The key finding of our analysis is a new perspective on the flow of infectious agents through the care provider system. While a patient focus is important for understanding individual care, infectious agents can originate either from microorganisms already present in a patient or from transfer of microorganisms from one patent to another mediated by multiple contacts. In considering the flow of pathogens through the system we identify the following: (1) The number and extent of physical contacts in a care facility is very large compared to that in most other professional or personal contexts, (2) these contacts extend throughout the care system with high frequency due to care provider contact with multiple patients within and among various domains of the care facility. 

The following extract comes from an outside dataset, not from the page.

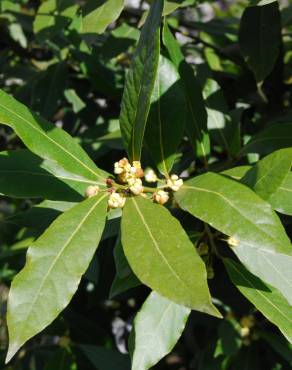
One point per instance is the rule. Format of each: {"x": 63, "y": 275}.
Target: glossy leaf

Our analysis suggests that the flow of pathogens and the number of contact points are very large. In considering the transmission of pathogens, as is relevant particularly to highly resistant strains that are not commonly found in patient flora upon admission but are acquired within the system, a focus on individual patient contact misses the key scaling of the behavior and the impact of interventions. 

We compare the effect of interventions at the individual patient level with interventions at higher levels of care system organization. The number of patient contacts is large, but the impact of each contact is small on the flow of pathogens through the system. Thus the great effort to improve the patient contact is a low leverage, high-effort and high-cost intervention. By contrast, establishing checkpoints (“airlocks”) between domains of the care system, i.e. between the care facility and the community, between buildings, floors or units of the hospital or other care facility would have considerably greater effect toward reducing the resistant pathogen flows. As a policy intervention, each transit across a domain boundary should be designed to reduce the potential of pathogen transfer from one domain to another. This process has high leverage for dramatically reducing the flow of pathogens, as there are relatively few such events and therefore a dramatically lower effort and cost. 

Focusing on high leverage interventions is essential to achieve sustainable change where individuals are under pressure to achieve many different objectives and cannot focus on one for prolonged periods. The indirect effect of reducing infectious agent flows can improve individual patient outcomes more than additional attention focused directly on individual patient contacts. 

We have further developed a data gathering, modeling, implementation testing and adoption plan including identifying: (1) data collection methodologies to quantify the flow of infectious agents in and between settings, and thus to calibrate the quantitative assessment of the impact of interventions at patient, unit, floor, building, facility and community levels; (2) which simulations should be performed to demonstrate the effect of interventions and thus characterize the specific gains that can be made by performing specific interventions (this is important to provide guidance to policy makers so that they can realize the significant gains to be achieved by interventions); (3) a set of preliminary scenarios for interventions and how they could be implemented in the real world, and (4) potential partners for data collection, intervention planning and implementation for observation research on the impact that is achieved. Observational validation of major impacts of interventions is key to widespread adoption.